Title of Presentation: Drilling Automation for Mars Exploration (DAME)

Primary (Corresponding) Author: Brian Glass

Organization of Primary Author: NASA-Ames Research Center

Co-Authors: H. Cannon, S. Hanagud, K. Davis

 

Abstract:  This paper describes the results from the Mars Instrument Development Program (MIDP) Drilling Automation for Mars Exploration (DAME) project, including the 2006 test results from an Arctic analog-site (Haughton Crater).  The drill hardware is a hardened, evolved version of the Advanced Deep Drill (ADD) developed for the Mars Subsurface Program at JPL by industry.  The current ADD is capable of 20m, and we are developing diagnostic and executive software for hands-off surface operations of the evolved version of this drill.  The ADD is designed to meet current planetary flight requirements (50kg mass, 200W/day power draw).   The current drill automation architecture being developed by NASA has been tested in 2004-06 at analog sites in the Arctic and Spain, and  adds downhole diagnosis of different strata, bit wear detection, and dynamic replanning capabilities when unexpected failures or drilling conditions are discovered. 
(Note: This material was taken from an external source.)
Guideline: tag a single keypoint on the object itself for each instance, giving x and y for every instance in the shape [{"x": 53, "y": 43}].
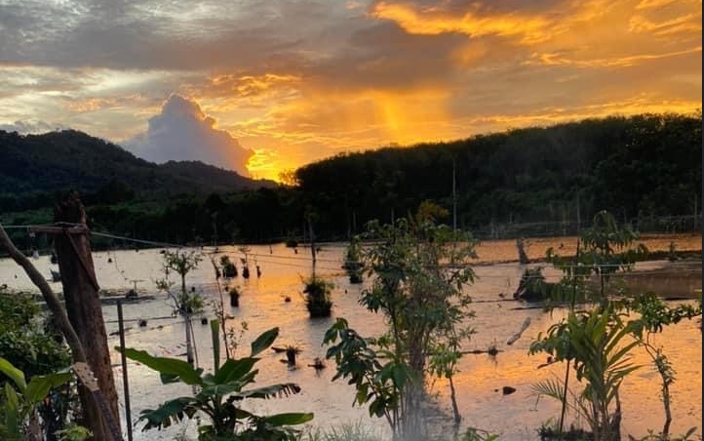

Future in-situ lunar/martian resource utilization and characterization, as well as the search for ice and organic compounds on Mars, will require access to the subsurface and hence drilling.  Drilling on Earth is hard – an art form more than an engineering discipline.  Human operators listen and feel drill string vibrations coming from kilometers underground.  Abundant mass and energy make it possible for terrestrial drilling to employ brute-force approaches to failure recovery and system performance issues.  Space drilling will require intelligent and autonomous systems for robotic exploration and to support human exploration.